Network monitoring can include checking for unusual HTTP requests to /files/get/ that attempt to download session files.
How does this vulnerability affect compliance with common standards and regulations (like GDPR, HIPAA)?:
This vulnerability allows an authenticated attacker to access and download session files of other users, leading to account takeover.

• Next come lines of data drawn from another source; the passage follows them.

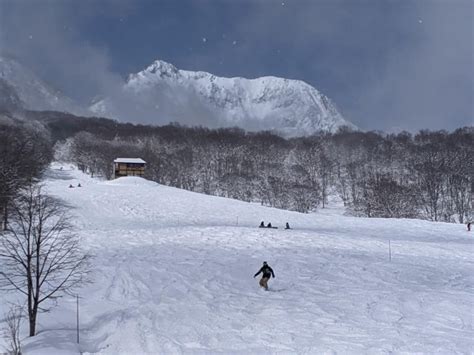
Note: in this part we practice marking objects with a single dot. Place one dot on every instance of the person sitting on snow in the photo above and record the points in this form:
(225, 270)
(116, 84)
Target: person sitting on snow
(267, 272)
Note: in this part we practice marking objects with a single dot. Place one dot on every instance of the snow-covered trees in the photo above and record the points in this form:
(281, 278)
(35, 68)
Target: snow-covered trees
(40, 256)
(25, 151)
(428, 175)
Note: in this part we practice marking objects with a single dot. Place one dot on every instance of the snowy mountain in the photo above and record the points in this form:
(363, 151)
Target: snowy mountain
(21, 88)
(173, 274)
(161, 93)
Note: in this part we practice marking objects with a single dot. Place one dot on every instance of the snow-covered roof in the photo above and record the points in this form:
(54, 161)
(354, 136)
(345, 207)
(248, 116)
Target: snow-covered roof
(130, 160)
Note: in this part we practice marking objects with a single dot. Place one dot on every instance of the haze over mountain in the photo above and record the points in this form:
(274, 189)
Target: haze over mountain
(161, 94)
(291, 107)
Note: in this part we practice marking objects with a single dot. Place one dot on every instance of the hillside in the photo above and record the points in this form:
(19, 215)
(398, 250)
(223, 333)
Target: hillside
(173, 274)
(291, 107)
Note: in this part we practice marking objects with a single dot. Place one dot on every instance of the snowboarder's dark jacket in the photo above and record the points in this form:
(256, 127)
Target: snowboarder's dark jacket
(266, 270)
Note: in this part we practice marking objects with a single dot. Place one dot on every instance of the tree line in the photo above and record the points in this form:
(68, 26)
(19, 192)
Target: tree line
(427, 175)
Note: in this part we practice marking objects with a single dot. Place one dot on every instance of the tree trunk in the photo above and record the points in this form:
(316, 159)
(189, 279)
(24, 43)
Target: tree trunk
(32, 321)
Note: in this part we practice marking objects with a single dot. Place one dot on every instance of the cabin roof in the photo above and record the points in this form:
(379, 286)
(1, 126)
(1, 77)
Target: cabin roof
(130, 160)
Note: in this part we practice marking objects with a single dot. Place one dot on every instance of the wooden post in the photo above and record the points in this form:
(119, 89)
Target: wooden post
(77, 317)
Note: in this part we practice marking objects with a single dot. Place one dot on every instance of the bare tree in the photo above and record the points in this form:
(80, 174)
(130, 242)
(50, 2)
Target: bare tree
(11, 330)
(40, 256)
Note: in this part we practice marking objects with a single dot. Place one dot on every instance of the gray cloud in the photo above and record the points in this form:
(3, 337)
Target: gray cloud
(388, 65)
(423, 79)
(44, 36)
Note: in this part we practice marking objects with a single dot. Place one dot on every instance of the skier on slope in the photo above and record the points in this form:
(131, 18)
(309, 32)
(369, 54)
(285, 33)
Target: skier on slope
(267, 272)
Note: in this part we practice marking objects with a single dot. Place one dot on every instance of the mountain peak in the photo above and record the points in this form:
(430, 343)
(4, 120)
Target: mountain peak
(162, 93)
(162, 67)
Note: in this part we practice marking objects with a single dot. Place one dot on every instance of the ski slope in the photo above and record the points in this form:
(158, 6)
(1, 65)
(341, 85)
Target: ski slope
(173, 273)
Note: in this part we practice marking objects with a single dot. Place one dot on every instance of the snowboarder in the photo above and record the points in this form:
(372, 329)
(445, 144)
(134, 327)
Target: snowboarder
(267, 272)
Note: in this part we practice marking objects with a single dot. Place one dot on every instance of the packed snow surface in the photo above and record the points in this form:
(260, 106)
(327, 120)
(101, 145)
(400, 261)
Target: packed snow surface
(173, 273)
(162, 91)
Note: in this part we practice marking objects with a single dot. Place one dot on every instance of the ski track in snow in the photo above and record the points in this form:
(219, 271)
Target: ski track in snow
(173, 274)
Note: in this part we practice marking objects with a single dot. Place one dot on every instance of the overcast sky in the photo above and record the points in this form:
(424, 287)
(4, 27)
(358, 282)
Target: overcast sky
(388, 65)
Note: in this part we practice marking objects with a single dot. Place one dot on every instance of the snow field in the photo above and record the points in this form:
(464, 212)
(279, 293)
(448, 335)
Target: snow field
(173, 274)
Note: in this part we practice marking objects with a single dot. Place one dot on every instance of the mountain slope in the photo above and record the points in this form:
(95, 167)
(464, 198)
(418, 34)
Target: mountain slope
(173, 273)
(24, 89)
(162, 92)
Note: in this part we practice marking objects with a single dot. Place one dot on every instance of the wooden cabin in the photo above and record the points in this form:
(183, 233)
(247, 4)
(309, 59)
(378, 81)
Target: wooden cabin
(129, 167)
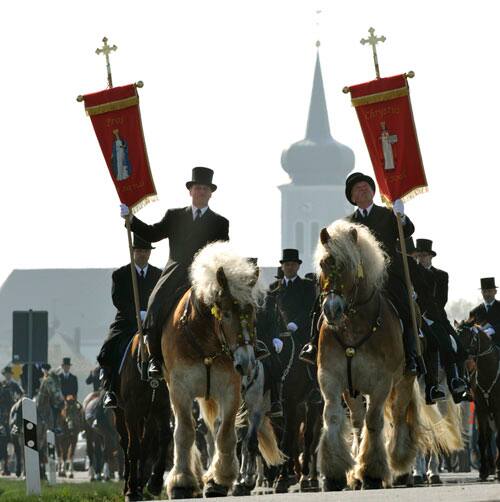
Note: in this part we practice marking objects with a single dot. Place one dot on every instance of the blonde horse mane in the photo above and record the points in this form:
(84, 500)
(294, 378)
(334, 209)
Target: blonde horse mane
(353, 254)
(239, 272)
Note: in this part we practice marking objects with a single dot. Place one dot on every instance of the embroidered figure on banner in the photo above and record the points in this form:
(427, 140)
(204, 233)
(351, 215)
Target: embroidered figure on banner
(387, 141)
(119, 158)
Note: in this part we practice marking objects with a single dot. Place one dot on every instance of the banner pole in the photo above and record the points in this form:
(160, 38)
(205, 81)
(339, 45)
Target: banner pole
(142, 347)
(409, 287)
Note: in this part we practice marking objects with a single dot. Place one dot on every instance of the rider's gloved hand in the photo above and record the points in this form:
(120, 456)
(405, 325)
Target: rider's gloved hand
(278, 345)
(124, 210)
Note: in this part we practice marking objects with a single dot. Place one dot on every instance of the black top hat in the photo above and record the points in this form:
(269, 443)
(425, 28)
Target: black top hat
(140, 243)
(7, 369)
(202, 176)
(488, 283)
(425, 246)
(290, 255)
(354, 178)
(410, 246)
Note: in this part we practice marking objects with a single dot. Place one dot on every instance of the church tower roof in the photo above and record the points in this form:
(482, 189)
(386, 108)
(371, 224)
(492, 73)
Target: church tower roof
(318, 159)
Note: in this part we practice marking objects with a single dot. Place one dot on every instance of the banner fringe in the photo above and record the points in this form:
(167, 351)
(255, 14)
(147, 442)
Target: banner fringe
(143, 202)
(407, 196)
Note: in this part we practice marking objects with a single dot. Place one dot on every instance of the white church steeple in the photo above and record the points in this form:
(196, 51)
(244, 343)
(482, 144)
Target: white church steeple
(318, 166)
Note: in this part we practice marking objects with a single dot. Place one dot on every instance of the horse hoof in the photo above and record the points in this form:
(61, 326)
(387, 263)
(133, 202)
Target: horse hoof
(334, 485)
(240, 490)
(178, 492)
(435, 480)
(215, 490)
(372, 483)
(155, 488)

Such unauthorized access to user session data can result in a breach of confidentiality and integrity of personal information.
Because the vulnerability exposes sensitive user session data, it may lead to non-compliance with data protection regulations such as GDPR and HIPAA, which require strict controls to protect personal and sensitive information from unauthorized access.
What immediate steps should I take to mitigate this vulnerability?
The immediate mitigation step is to upgrade pyLoad to version 0.5.0b3.dev100 or later, where the vulnerability is fixed by blocking the Flask session directory from being set as storage_folder.
If upgrading is not immediately possible, restrict authenticated users from setting the storage_folder to /tmp/pyLoad/flask or any session directory.
Additionally, monitor and restrict access to the /files/get/ endpoint to prevent unauthorized downloading of session files.